Intel explores how AI is changing healthcare
April 17, 2018
Healthcare in the USA is in crisis, according to Intel executive vice president Navin Shenoy (pictured), speaking at last month’s Solve Healthcare conference at the University of California, San Francisco. But artificial intelligence (AI) is the most promising remedy.
He said that healthcare in the USA made up a shockingly large 18 per cent of US GDP. The $3.3tn US healthcare system is larger than the national education and defence budgets combined.
Throughout the discussion, one thing became clear: artificial intelligence is the most promising remedy for an industry in distress.
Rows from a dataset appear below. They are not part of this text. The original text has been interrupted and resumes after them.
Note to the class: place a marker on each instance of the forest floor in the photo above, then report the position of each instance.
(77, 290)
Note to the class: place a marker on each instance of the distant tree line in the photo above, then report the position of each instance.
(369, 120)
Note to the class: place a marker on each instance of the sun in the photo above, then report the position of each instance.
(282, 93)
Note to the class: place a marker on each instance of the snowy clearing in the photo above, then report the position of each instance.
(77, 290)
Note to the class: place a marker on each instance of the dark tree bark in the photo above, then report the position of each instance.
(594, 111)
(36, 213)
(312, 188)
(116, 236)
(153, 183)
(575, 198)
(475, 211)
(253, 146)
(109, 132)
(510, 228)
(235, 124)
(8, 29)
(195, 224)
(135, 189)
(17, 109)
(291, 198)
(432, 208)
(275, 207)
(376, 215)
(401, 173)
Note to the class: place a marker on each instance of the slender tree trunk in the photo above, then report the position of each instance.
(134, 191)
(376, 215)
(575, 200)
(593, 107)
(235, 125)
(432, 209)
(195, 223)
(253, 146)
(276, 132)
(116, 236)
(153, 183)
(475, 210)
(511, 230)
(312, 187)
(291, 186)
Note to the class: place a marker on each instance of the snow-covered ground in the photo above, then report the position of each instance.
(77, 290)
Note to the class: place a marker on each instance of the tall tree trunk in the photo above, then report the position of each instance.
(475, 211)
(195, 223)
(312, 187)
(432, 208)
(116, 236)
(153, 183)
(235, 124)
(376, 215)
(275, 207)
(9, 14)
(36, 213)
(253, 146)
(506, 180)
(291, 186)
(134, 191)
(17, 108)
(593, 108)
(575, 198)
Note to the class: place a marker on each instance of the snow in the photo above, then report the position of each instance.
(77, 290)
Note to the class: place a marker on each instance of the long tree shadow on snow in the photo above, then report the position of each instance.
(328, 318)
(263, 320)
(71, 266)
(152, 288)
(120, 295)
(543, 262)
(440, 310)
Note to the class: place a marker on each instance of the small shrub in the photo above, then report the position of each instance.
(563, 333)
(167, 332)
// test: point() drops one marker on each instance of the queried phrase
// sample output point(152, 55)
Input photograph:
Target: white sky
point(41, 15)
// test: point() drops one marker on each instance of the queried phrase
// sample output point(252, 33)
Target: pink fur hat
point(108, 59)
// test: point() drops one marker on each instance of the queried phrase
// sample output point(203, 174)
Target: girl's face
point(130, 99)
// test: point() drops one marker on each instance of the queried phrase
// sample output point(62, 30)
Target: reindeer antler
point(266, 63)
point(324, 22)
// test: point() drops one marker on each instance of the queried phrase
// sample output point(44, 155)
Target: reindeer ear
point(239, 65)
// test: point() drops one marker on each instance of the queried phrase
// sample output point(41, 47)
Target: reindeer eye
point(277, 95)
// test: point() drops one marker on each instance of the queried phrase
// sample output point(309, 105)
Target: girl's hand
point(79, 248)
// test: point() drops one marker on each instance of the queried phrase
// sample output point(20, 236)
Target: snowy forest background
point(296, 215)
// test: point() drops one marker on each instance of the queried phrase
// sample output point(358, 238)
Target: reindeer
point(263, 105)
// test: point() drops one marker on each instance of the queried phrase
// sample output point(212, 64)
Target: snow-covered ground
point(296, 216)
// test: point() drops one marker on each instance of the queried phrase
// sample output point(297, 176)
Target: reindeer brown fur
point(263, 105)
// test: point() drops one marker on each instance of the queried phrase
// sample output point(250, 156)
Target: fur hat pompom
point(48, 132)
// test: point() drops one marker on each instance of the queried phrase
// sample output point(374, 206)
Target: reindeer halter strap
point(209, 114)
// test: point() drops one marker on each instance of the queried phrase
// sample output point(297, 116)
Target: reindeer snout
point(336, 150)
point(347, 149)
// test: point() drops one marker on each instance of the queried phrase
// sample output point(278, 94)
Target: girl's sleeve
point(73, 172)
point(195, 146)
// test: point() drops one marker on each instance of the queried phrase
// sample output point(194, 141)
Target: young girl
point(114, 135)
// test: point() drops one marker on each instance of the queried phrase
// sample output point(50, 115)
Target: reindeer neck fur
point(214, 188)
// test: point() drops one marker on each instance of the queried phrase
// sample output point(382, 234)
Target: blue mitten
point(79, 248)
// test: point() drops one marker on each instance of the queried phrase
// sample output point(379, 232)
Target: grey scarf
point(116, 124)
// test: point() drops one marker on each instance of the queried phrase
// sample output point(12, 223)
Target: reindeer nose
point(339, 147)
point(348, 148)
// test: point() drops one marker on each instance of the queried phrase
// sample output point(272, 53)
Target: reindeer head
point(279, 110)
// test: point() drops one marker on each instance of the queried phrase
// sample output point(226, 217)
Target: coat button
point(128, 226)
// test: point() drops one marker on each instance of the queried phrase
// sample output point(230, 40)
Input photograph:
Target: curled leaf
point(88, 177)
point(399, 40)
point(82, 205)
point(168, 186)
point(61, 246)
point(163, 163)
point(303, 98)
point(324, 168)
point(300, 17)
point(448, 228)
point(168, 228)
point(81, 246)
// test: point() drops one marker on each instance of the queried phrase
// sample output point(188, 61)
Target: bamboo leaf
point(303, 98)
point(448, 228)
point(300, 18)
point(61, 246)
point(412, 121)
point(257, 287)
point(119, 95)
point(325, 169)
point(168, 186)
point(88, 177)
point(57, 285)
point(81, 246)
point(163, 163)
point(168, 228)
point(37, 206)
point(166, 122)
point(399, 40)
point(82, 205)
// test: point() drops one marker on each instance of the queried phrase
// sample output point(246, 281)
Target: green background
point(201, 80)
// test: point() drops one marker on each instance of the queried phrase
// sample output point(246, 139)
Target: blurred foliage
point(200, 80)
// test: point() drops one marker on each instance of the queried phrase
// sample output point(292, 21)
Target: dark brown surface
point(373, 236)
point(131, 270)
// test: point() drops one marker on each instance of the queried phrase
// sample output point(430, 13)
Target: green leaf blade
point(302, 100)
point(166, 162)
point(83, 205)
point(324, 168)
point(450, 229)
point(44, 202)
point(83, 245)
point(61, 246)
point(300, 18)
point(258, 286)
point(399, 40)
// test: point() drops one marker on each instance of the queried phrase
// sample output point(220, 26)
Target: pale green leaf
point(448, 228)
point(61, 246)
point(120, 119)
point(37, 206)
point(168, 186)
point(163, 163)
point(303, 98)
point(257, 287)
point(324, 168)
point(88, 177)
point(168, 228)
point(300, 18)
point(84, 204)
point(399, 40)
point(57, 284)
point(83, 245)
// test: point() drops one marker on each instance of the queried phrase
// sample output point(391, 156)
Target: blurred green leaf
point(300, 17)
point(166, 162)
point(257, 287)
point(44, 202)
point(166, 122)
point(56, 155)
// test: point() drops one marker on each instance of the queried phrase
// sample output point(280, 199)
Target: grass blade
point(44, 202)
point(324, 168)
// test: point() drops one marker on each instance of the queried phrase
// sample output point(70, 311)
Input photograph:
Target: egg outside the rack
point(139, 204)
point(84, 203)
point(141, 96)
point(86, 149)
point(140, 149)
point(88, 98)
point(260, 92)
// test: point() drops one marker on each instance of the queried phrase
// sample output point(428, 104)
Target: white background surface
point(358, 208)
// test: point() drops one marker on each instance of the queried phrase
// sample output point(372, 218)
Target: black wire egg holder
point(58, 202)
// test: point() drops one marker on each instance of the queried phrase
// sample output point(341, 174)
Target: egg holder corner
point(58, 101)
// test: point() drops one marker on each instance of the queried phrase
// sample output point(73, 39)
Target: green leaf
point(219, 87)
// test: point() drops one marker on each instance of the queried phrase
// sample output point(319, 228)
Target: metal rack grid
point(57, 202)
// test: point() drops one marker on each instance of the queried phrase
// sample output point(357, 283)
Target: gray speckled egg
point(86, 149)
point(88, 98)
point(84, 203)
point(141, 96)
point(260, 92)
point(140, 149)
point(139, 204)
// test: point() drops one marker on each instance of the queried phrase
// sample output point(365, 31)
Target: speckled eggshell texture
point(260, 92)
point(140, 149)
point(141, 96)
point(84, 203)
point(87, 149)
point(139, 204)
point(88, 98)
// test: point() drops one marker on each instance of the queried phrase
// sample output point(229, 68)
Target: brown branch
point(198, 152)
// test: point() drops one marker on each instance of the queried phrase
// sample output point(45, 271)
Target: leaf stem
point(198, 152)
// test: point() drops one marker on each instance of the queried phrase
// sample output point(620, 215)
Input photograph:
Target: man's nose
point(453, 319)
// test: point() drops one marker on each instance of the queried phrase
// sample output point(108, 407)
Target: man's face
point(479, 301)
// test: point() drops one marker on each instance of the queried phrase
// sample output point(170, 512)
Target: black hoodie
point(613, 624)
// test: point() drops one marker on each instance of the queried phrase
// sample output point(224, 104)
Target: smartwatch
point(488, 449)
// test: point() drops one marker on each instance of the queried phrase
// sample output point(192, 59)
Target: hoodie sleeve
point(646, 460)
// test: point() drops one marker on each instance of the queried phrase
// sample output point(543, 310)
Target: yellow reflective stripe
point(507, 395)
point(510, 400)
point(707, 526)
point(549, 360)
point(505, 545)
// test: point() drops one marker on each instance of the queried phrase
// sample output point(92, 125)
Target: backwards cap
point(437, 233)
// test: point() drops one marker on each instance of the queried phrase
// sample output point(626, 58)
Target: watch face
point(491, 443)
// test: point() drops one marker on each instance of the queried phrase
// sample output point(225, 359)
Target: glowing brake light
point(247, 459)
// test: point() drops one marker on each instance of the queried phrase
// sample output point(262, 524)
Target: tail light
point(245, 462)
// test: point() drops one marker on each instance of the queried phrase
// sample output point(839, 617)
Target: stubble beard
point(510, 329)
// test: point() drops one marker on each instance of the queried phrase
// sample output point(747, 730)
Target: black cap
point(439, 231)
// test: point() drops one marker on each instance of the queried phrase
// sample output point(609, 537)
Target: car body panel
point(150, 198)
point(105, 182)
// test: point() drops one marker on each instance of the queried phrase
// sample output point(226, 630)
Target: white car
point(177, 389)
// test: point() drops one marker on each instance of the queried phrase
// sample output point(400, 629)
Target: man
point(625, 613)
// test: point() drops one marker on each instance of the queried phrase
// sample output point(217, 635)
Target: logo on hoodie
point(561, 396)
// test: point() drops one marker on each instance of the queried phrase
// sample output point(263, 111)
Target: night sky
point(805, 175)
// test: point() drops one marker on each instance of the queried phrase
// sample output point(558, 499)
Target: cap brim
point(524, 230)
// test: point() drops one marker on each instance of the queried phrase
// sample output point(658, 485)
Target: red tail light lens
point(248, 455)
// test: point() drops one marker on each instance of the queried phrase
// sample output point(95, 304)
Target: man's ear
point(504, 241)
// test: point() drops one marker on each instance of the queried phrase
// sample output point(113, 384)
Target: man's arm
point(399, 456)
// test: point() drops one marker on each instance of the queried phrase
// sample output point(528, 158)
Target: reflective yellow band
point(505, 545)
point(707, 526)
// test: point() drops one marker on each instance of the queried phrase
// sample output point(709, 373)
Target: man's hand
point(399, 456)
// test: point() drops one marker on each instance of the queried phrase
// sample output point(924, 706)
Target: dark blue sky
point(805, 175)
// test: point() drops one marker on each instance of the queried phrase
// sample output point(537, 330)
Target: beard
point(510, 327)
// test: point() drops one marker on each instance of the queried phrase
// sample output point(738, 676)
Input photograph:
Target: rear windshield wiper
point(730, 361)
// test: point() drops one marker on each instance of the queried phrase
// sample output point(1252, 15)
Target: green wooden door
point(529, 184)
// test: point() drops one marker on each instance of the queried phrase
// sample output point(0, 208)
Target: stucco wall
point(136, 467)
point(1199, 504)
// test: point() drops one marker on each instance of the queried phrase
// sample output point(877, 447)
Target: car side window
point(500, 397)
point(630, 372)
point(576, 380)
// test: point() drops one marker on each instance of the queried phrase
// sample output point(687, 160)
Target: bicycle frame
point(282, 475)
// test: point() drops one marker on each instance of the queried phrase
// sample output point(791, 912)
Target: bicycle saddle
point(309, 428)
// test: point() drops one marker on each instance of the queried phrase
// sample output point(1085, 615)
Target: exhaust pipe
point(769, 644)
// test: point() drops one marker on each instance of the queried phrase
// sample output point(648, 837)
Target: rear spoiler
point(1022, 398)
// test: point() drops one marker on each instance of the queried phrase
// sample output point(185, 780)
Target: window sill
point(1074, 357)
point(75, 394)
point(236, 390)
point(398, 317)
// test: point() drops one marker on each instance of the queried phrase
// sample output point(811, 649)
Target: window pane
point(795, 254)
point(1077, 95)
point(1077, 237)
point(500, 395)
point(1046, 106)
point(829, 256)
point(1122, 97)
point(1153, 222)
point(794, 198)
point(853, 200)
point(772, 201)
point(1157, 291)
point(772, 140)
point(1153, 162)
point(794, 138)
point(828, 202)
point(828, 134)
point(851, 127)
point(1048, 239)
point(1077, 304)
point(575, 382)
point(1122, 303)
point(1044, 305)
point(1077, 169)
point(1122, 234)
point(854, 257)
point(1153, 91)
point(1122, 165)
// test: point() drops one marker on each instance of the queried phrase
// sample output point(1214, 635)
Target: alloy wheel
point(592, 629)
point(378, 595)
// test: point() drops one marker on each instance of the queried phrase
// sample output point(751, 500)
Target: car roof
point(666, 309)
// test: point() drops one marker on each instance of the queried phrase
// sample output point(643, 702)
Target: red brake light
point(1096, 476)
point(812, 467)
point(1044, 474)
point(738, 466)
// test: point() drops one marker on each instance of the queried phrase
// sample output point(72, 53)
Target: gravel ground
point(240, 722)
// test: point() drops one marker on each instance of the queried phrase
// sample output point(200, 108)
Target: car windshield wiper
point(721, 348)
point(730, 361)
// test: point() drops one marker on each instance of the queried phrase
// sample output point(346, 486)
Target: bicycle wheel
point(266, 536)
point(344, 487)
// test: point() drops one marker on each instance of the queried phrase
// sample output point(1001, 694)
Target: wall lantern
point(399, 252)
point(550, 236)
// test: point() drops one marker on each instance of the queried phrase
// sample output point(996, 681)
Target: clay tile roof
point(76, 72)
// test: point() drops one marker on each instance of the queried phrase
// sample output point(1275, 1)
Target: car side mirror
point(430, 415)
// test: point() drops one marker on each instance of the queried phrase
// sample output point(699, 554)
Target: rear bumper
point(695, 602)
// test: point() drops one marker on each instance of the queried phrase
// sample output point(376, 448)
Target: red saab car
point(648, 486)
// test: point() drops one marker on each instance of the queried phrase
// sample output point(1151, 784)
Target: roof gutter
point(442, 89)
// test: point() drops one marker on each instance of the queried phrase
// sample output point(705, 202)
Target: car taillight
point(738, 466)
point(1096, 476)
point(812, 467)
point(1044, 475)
Jonathan Cohen of the Princeton Neuroscience Institute summed it up when he said: “We’re now in an AI spring, because we are doing things that neuroscientists knew 20 to 30 years ago but simply couldn’t bring to scale – and now we can.”
Cohen was one of 14 partners who joined Intel at the healthcare showcase to talk about the ways AI was changing healthcare for the better.
“I noted three ways this is proving true,” said Jennifer Esposito, general manager of Intel’s health and life sciences organisation. “AI shifting care out of the hospital, AI enhancing the work of providers, and AI providing new kinds of medicine.”
Parsa Mirhaji, chief technology officer at Montefiore Medical Center, said: “As an accountable care organisation in the Bronx, we want patients out of the hospital and to keep them out.”
Mirhaji and the team at Montefiore care for one of the most ethnically and socioeconomically diverse – and underserved – populations in the USA. It’s critical for them to deliver value, not by providing more services, but by rethinking how they care for that population.
Today, Montefiore clinicians use an AI system called Palm (patient-centred analytics and learning machine) to predict which patients in the ICU are most at risk for respiratory failure. Using this practice at scale can predict which patients are at risk for respiratory failure 24 to 48 hours in advance and can do that with high levels of sensitivity and specificity.
Montefiore caregivers hope to extend this prediction model to patients outside the hospital using a variety of data sources – including genomics and socioeconomic data – to determine who will develop chronic conditions as early as two years before they occur.
Xavier Urtubey, AccuHealth CEO, explained that most of the costs for chronic disease came from complications. But thanks to the predictive algorithms that analyse data captured from sensors in the patient’s home, or simply by using behavioural data entered in by the patient or their family, they’re able to foresee complications coming two to four days before they happen. They can now reach out to the patient hopefully to avoid the complication. By reducing emergency room visits for patients with chronic conditions such as diabetes by over 30 per cent, AccuHealth is able to achieve an outcome-based payment model for payers.
“We’re not going to replace physicians, but we can make lives better, and there is real opportunity to apply this,” said Rachael Callcut, a practicing trauma surgeon at the University of California.
Callcut said that helping bedside clinicians sift through alerts and other data in time-sensitive conditions or just fixing the efficiency issues that can reduce burnout would go a long way.
“The easiest portions of what each field does across medicine are the things that AI will help to solve,” she said. “It will allow us to focus attention on things that machine and computer learning won’t be able to do in terms of clinical context of a situation or intuition and clinical decision-making that goes into what transforms an OK outcome into a great outcome.”
In another example, Shreyas Vasanawala, Stanford Medical radiologist and founder of AI start-up Arterys, said he didn’t believe AI would replace radiologists. He talked about the field of radiology being a lot broader than just making a diagnosis and mentioned many areas where AI could make a radiologist’s life easier. These included using AI algorithms to predict how long scanning sessions would take, optimising scheduling to get more throughput, predicting which patients would show up late to schedule better and get more utility out of the scanner, and using AI to auto-determine which images needed to be reacquired.
“We estimated that a third or half of the healthcare costs that Navin talked about around the burden of health and disease to society costs is associated with mental health,” said Princeton’s Jonathan Cohen. “And 50 per cent of therapeutic interventions for depression are behavioural.”
Behavioural therapies can be more effective than drug therapies. The problem is that things like negative thoughts aren’t something doctors can easily observe. Over the past ten to 15 years, developments of brain imaging tools now allow for tracking internal brain states. In collaboration with Intel, neuroscientists at Princeton have taken two years of compute time down to real time.
“Something that began as collaborative research has become a full-on scientific endeavour,” said Cohen.